* Remove duplicates
* Clean state values
* Possibly join with geolocation to enrich

In [0]:
df_customer = spark.sql("select * from mycatalog.olist_ecommerce_bronze.customers")
display(df_customer)

# DATA CLEANING

- CITY and STATE COLUMN
  - UPPER
  - REMOVE SPACE FROM BEGINNING AND END

In [0]:
from pyspark.sql.functions import *

In [0]:
df_silver = df_customer\
    .withColumn("customer_city", trim(upper(col("customer_city"))))\
    .withColumn("customer_state", trim(upper(col("customer_state"))))    
    


# REMOVE DUPLICATE 
- CUSTOMER ID COLUMNS

In [0]:
dedup_silver = df_silver.dropDuplicates(["customer_id"])

## DATA QUALITY CHECKS
- NOT NULL `Customer_id`
- VALID STATE LENGITH

In [0]:
dqnull_silver = dedup_silver.filter(col("customer_id").isNotNull())

In [0]:
dqlen_silver = dqnull_silver.filter(length(col("customer_state")) == 2 )

### ZIP Code Is Not a Number (It’s an Identifier)

- Even though it contains digits, a ZIP code:

❌ Is not used for math
❌ Should not be summed
❌ Should not be averaged
❌ Should not be used in calculations


We store those as strings, not integers.

- Leading Zero Problem (Very Important)
If you store ZIP as integer:
01234 → becomes 1234

You permanently lose the leading zero.


In [0]:
df_customer_final = dqlen_silver\
    .withColumn("customer_zip_code_prefix", lpad(col("customer_zip_code_prefix").cast("string"), 5, 0))

### SCD 1 CUSTOMER TABLE

In [0]:
from delta.tables import DeltaTable

# Specify catalog, schema, and table
catalog_name = "mycatalog"
schema_name = "olist_ecommerce_silver"
table_name = "customers"

# List all tables in the schema
tables = [t.name for t in spark.catalog.listTables(f"{catalog_name}.{schema_name}")]

if table_name in tables:
    print(f"Table {catalog_name}.{schema_name}.{table_name} exists")
    delta_table = DeltaTable.forName(spark, f"{catalog_name}.{schema_name}.{table_name}")
    source_df = broadcast(df_customer_final)
    
    #SCD1
    delta_table.alias("t").merge(
        source=df_customer_final.alias("s"),
        condition=col("t.customer_id") == col("s.customer_id")
    ).whenMatchedUpdate(
        set = {
            "customer_unique_id": col("s.customer_unique_id"),
            "customer_zip_code_prefix": col("s.customer_zip_code_prefix"),
            "customer_city": col("s.customer_city"),
            "customer_state": col("s.customer_state"),
            "source_file": col("s.source_file"),
            "source_file_timestamp": col("s.source_file_timestamp"),
        }
    ) \
     .whenNotMatchedInsert(
         values = {
             "customer_id": col("s.customer_id"),
             "customer_unique_id": col("s.customer_unique_id"),
             "customer_zip_code_prefix": col("s.customer_zip_code_prefix"),
             "customer_city": col("s.customer_city"),
             "customer_state": col("s.customer_state"),
             "source_file": col("s.source_file"),
             "source_file_timestamp": col("s.source_file_timestamp"),
         }
     ) \
    .whenNotMatchedBySourceDelete()\
    .execute()
    
else:
    print(f"Table {catalog_name}.{schema_name}.{table_name} does NOT exist")
    df_customer_final.write.format("delta").mode("overwrite").saveAsTable(f"{catalog_name}.{schema_name}.{table_name}")

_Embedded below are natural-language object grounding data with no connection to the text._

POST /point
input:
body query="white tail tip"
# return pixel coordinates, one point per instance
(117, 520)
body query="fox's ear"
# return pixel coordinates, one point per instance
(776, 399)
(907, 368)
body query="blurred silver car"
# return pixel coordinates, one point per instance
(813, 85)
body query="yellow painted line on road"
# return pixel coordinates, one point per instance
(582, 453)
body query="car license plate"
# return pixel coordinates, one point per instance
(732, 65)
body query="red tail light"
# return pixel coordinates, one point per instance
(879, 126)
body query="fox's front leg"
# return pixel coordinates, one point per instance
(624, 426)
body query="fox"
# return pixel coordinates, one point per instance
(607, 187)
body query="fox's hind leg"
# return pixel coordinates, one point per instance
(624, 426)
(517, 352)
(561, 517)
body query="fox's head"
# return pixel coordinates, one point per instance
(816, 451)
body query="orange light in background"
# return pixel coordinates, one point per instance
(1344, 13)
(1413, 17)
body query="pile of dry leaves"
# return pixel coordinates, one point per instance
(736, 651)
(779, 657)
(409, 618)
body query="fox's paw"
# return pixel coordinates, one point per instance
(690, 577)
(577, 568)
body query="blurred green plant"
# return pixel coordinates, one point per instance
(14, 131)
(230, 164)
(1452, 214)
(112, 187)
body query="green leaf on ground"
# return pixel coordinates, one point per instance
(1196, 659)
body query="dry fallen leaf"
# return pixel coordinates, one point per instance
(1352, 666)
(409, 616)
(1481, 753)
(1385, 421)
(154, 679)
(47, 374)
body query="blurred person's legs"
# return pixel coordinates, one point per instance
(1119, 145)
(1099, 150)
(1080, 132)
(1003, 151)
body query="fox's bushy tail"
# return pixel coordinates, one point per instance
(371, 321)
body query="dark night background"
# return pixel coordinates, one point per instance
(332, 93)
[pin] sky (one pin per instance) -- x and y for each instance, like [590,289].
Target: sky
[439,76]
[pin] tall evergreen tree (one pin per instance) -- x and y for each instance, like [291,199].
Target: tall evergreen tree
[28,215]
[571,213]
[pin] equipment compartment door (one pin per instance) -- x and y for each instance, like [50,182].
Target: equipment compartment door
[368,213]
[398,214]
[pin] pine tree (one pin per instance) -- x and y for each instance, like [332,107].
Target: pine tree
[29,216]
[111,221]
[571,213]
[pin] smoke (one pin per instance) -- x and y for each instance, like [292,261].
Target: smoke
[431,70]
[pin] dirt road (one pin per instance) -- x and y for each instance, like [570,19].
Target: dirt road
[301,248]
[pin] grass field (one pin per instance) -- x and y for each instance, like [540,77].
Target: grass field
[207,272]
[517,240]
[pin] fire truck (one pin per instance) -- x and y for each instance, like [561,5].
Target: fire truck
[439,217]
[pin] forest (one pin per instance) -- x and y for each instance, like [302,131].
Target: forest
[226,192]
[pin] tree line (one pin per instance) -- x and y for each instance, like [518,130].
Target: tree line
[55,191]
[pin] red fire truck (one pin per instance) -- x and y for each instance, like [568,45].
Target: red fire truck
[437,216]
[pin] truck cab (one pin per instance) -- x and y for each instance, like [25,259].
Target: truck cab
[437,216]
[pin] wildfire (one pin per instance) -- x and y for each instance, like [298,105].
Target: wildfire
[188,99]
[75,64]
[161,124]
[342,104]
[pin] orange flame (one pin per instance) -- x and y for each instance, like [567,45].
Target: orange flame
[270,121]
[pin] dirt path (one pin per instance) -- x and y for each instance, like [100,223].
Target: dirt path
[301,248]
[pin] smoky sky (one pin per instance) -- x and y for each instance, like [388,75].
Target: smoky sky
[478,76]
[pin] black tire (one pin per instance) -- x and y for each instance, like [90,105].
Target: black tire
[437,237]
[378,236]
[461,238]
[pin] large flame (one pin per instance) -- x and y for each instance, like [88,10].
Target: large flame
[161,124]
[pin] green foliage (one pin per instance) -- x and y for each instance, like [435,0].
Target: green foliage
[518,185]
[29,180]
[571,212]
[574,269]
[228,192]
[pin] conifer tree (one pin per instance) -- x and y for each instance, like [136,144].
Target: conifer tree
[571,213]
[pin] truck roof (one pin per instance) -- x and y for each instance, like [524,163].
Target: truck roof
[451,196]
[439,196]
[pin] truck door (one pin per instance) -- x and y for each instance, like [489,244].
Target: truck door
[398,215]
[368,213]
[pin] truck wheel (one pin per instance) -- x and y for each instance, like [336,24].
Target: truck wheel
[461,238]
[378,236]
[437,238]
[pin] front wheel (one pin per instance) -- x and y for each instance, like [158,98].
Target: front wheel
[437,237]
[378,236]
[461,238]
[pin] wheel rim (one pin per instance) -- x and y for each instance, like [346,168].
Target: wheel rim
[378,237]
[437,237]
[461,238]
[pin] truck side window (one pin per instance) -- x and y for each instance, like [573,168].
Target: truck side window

###  Join with Geolocation Table (Optional Enrichment)

- You can enrich customers in Silver by joining with:
  - olist_geolocation_dataset

### UPPER GEOLOCATION CITY AND **STATE**

In [0]:
upper_geo_silver = df_geolocation\
    .withColumn("geolocation_city", upper(trim(col("geolocation_city"))))\
    .withColumn("geolocation_state", upper(trim(col("geolocation_state"))))

## CONVERT ZIP CODE COLUMN TO STRING AND PAD 0

In [0]:
df_geolocation_final = upper_geo_silver\
    .withColumn("geolocation_zip_code_prefix", lpad(col("geolocation_zip_code_prefix").cast("string"), 5, 0))

### JOIN THE CUSTOMER TABLE WITH GEOLOCATION TABLE

In [0]:
silver_customers_df = spark.sql("SELECT * FROM mycatalog.olist_ecommerce_silver.customers")
df_customer_geolocation = silver_customers_df.alias("left").join(
    df_geolocation_final.alias("right"),
    silver_customers_df.customer_zip_code_prefix == df_geolocation_final.geolocation_zip_code_prefix,
    "left"
).select("left.customer_id", "left.customer_unique_id", "left.customer_zip_code_prefix", "left.customer_city", "left.customer_state", "left.source_file", "left.source_file_timestamp", "right.geolocation_lat", "right.geolocation_lng")

In [0]:
df_customer_geolocation.write.format("delta").saveAsTable("mycatalog.olist_ecommerce_silver.customer_geolocation")